Laura Miller in Marie Kondo Will Help You Tidy Your House, Embrace Your Mortality. Cleaning up is hard to do, y’all.
The piles of stuff we might need someday are an argument that we will always be around to need them. The plans to revisit those photos and take up again that course of study, the books we fully intend to finally read assure us that there will be enough time to do so. Mementos presume the ongoing existence of a rememberer. Yes, all of that is a lie, but it’s a necessary lie. And all the joy in the world can’t really compensate for having to let that go.
Cf. “Our unlived lives…”
In telling the story of how you became who you are, and of who you’re on your way to becoming, the story itself becomes a part of who you are.
What I learned from Prince and Muhammad Ali was that it’s possible to love yourself so much that everyone else does, too.
Give your past, present and future selves influence in proportion to what each has earned. Which one of you is working with the most reliable information — about you and nobody else?
When people say, “I’m the kind of person who,” my heart always sinks. These are formulas, we’ve all got about ten formulas about who we are, what we like, the kind of people we like, all that stuff. The disparity between these phrases and how one experiences oneself minute by minute is ludicrous. It’s like the caption under a painting. You think, Well, yeah, I can see it’s called that. But you need to look at the picture.
He who travels to be amused, or to get somewhat which he does not carry, travels away from himself, and grows old even in youth among old things.
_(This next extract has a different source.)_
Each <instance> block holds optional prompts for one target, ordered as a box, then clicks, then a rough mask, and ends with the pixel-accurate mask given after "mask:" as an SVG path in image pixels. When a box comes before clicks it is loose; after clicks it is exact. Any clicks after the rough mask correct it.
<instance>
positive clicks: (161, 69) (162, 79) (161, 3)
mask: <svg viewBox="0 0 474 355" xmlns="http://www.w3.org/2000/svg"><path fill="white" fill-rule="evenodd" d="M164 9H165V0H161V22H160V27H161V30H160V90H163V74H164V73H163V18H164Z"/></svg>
In Thebes, in Palmyra, his will and mind have become old and dilapidated as they. He carries ruins to ruins.
They undertake one journey after another and change spectacle for spectacle. As Lucretius says: “Thus ever from himself doth each man flee.” But what does he gain if he does not escape from himself? He ever follows himself and weighs upon himself as his own most burdensome companion.
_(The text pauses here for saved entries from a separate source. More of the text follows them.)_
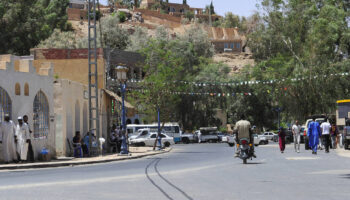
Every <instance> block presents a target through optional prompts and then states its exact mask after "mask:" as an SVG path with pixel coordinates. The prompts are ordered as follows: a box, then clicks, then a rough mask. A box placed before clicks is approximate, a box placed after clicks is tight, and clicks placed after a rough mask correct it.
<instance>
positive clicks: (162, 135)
mask: <svg viewBox="0 0 350 200" xmlns="http://www.w3.org/2000/svg"><path fill="white" fill-rule="evenodd" d="M156 137H157V133H149V134H147V135H140V136H137V137H136V138H131V139H129V143H130V144H131V145H135V146H153V145H154V141H155V140H156ZM160 137H161V138H162V146H165V147H169V146H170V145H174V144H175V142H174V138H173V137H170V136H168V135H166V134H164V133H161V134H160Z"/></svg>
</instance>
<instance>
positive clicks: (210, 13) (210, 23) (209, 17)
mask: <svg viewBox="0 0 350 200" xmlns="http://www.w3.org/2000/svg"><path fill="white" fill-rule="evenodd" d="M211 5H213V0H212V1H211V4H210V6H209V25H210V27H212V26H213V24H212V21H211Z"/></svg>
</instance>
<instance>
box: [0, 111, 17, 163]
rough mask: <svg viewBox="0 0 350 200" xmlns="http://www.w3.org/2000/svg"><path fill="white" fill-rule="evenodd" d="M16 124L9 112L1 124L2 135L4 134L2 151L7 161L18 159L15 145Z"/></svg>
mask: <svg viewBox="0 0 350 200" xmlns="http://www.w3.org/2000/svg"><path fill="white" fill-rule="evenodd" d="M15 131H16V128H15V124H14V123H13V122H12V121H11V120H10V116H9V115H8V114H6V115H5V119H4V121H3V122H2V123H1V125H0V135H2V150H3V151H2V152H3V159H4V161H5V163H10V162H13V161H17V154H16V145H15Z"/></svg>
It really got to me when someone asks what I did for a living and I realized I didn’t have a good answer. And it was just, I don’t know, it was like I’m in my apartment alone all day editing this thing that I’m calling a film but it wasn’t actually a film yet. So yeah, there’s a couple of times where I just gave up and decided I was going to go back and get a job and actually have a good answer to what I did for a living. That was going to be that.
All these people, telling stories about the stories that their things tell about them.
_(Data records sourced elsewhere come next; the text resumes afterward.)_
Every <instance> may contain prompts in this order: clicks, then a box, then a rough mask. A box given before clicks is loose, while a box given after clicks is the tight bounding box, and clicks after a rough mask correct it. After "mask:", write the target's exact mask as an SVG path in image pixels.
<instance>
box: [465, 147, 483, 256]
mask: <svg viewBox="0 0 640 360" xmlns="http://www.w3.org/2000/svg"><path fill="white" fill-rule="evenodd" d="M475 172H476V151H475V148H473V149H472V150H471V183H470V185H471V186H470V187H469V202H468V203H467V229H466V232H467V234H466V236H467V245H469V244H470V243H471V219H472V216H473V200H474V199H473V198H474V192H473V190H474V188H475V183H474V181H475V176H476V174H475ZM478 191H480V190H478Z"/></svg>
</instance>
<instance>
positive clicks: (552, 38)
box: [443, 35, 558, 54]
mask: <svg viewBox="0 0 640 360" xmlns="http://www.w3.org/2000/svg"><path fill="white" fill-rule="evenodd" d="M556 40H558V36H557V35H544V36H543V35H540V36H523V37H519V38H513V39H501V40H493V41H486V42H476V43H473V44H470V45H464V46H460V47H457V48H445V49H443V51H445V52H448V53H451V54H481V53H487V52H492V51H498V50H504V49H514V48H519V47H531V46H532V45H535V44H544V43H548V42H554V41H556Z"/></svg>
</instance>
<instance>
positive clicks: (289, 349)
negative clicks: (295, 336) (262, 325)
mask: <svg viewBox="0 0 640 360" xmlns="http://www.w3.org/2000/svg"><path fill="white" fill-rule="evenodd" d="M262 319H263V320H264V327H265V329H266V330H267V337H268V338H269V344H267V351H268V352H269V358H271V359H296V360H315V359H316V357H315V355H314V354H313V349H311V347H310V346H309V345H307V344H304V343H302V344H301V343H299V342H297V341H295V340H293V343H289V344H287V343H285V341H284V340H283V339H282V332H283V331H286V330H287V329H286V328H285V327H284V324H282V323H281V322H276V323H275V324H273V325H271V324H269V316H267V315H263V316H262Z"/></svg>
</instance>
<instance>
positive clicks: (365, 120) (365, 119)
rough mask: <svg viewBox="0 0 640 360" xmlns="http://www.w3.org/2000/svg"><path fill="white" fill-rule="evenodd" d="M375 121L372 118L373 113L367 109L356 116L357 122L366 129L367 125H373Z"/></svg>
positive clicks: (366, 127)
Fear and defensiveness, the architects of so many of our lowest moments.
Our unlived lives–the lives we live in fantasy, the wished-for lives–are often more important to us than our so-called lived lives; we can’t (in both senses) imagine ourselves without them.
In reference to Matt Haughey’s essay:
What could I possibly write as a status update that would be interesting to my father, one of my coworkers from my first job out of college, the friend of a friend who met me at a pub crawl and friended me, and someone who followed me because of a blog post I wrote about technology? This odd assortment of people all friended me on Facebook because they know me, and that doesn’t feel like a natural audience for any content except random life updates, like relationship status changes, the birth of children, job changes, the occasional photo so people know what you look like now. So unlike Haughey, what I struggle with about Facebook is not the constraint to be consistent with a single conception of myself, it’s the struggle to target content to match multiple versions of myself.
The fastest way to change yourself is to hang out with people who are already the way you want to be.
Hang around people who are better than you all the time. You do pick up the behavior of people who are around you. It will make you a better person. Marry upward. That is the person who is going to have the biggest effect on you. A relationship like that over the decades will do nothing but good.
If I can stretch this a bit, they don’t even have to be alive! See Austin Kleon:
The great thing about dead or remote masters is that they can’t refuse you as an apprentice. You can learn whatever you want from them. They left their lesson plans in their work.